Knight was a brilliant writer of short stories. He also wrote some damn good novels; his last one Humpty Dumpty, An Oval, published in 1996, is sui generis. But I want to talk about one of his most obscure stories, “Down There,” which appeared originally in the anthology New Dimensions 3 in 1973. It’s also available in The Best of Damon Knight.

[Click the images for larger versions.]


In Search of Wonder (Advent: Publishers, 1956). Cover by Jon Stopa

“Down There” takes place in a single day (April 11, 2012), in a New York City of the future. The protagonist, Bob Norbert, is a writer; the story opens with him going to work in his studio and follows him as he writes a short story in collaboration with a computer.

The computer writing scene is remarkably prescient. Writing fifty years before ChatGPT, Knight describes Norbert sitting before his screen and selecting a theme from a menu (“COME TO REALIZE, VICTORY OVER RIVAL, ADJUSTMENT WITH GROUP”) and a setting (“NEW YORK, PARIS, LONDON, SAN FRANCISCO, DALLAS, BOSTON, DISNEYWORLD, ANTWERP, OCEAN TOWERS”). Norbert begins:

Sunlight, he wrote, and the screen added promptly fell from the ceiling as — and here Norbert’s plunging finger stopped it; the words remained frozen on the screen while he frowned and sucked on his pipe, his gurgling briar. Fell wouldn’t do, to begin with, sunlight didn’t fall like a flowerpot. Streamed? Well, perhaps — No, wait, he had it. He touched the word with the light pen, then tapped out spilled. Good-oh. Now the next part was too abrupt; there was your computer for you every time, hopeless when it came to expanding on an idea; and he touched the space before ceiling and wrote huge panes of the.

The text now read:

Sunlight spilled from the huge panes of the ceiling as

Norbert punched “Start” again and watched the sentence grow:  … as Inez Trevelyan crossed the plaza among the hurrying throngs.
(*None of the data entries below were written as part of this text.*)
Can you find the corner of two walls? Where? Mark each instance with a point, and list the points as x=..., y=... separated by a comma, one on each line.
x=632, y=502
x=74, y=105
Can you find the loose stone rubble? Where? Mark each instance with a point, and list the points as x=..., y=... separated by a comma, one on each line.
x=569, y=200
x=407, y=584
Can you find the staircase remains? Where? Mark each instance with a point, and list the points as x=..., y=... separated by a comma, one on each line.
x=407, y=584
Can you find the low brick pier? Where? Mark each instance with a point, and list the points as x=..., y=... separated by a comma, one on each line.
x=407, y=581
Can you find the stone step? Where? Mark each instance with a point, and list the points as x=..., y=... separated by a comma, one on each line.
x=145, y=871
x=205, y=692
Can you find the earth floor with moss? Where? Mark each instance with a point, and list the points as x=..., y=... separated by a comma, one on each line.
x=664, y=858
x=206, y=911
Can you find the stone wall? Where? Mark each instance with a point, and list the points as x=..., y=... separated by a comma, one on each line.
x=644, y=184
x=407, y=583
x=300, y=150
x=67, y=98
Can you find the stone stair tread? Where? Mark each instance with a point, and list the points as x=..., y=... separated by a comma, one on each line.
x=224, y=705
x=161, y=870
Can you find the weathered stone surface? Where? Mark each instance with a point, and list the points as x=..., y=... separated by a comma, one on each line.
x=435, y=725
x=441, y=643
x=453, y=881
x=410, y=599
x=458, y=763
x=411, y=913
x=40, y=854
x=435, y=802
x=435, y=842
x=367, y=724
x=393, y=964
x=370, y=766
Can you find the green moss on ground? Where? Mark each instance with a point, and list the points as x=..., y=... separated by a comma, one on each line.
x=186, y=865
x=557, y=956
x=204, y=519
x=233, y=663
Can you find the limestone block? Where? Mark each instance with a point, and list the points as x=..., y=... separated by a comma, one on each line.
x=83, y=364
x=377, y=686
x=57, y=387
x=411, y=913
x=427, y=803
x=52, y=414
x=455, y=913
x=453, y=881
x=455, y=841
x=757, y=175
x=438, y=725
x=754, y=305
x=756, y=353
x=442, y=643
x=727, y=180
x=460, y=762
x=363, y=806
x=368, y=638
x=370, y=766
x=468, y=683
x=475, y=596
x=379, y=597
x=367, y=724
With the help of what we today would call an AI, Norbert finishes his story in a few hours. When he has a factual question he looks it up in what we today would call “online.” Through the computer he gets messages from his editor and consults his dwindling bank account to check his weekly earnings.

This whole section is prescient, and amusing as we come to realize Norbert is a hack. His bylines read “by IBM and R.A. Norbert.” The story he’s writing is a cliched tale of a married woman coming to realize that her marriage is not working, complete with her fleeing her home to a romanticized County Clare, Ireland, with its “fields of daisies,” and concluding with her heartfelt farewell to her (two) husbands:

‘You must go on to the wonderful things and far places that are waiting for you . . . but I’ — and her eyes were suddenly misty as the dawn over Kilarney — ‘I know that my yellow daisies are here.’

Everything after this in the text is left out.